OBJECTIVE: The objective of this selective EBM review is to determine whether or not fecal microbiota transplantation improves disease severity in irritable bowel syndrome patients compared to placebo.

STUDY DESIGN: A systematic review of three double-blind, randomized, placebo-controlled trials published since 2014.

DATA SOURCES: Articles found using PubMed, Cochrane Library, AMED and CINAHL Plus and selected based on their relevance to the clinical question. All sources published in peer reviewed journals in English.

OUTCOME(S) MEASURED: Disease severity of irritable bowel syndrome measured in all three studies using the IBS-severity scoring system (IBS-SSS).

RESULTS: The primary endpoint evaluated in all studies was improvement in symptom severity at 3 months after intervention quantified using IBS-SSS. Halkjær et al3 found a decrease in IBS-SSS of 52.45 ± 97.72 in the FMT group and a decrease in IBS-SSS of 125.71 ± 90.85 in the placebo group (p=0.012).
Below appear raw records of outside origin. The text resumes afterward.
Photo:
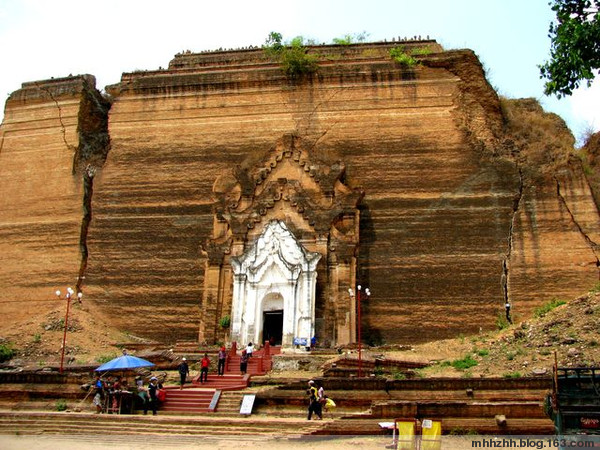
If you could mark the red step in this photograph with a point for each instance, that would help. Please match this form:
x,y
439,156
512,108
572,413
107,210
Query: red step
x,y
187,400
227,382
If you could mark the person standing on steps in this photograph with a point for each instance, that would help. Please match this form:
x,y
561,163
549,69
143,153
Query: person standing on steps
x,y
184,371
152,401
314,405
244,362
221,362
204,365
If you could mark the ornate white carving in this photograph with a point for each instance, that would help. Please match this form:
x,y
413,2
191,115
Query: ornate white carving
x,y
276,265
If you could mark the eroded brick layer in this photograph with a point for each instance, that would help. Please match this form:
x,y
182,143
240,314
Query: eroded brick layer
x,y
451,223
Johnsen et al1 found 65% of FMT recipients vs. 43% of placebo recipients showed a decrease in IBS-SSS of > 75 points at 3 months after intervention (p=0.049). Aroniadis et al5 found a decrease in IBS-SSS of 221 ± 105 in the FMT group and a decrease of 236 ± 64 in the placebo group (p=0.65).

CONCLUSIONS: Johnsen et al1 was the only study to demonstrate a statistically significant difference between the two groups in favor of FMT over placebo. Halkjær et al3 and Aroniadis et al5 reported a decrease in symptoms among both FMT and placebo groups with Halkjær et al3 finding a statistically significant difference in favor of placebo while Aroniadis et al5 finding no statistical significance between the two groups. These 3 studies show conflicting evidence for the use of FMT in IBS patients although overall it does not appear FMT improves disease severity in IBS patients enough to justify the risk associated with FMT for a non-lethal disease.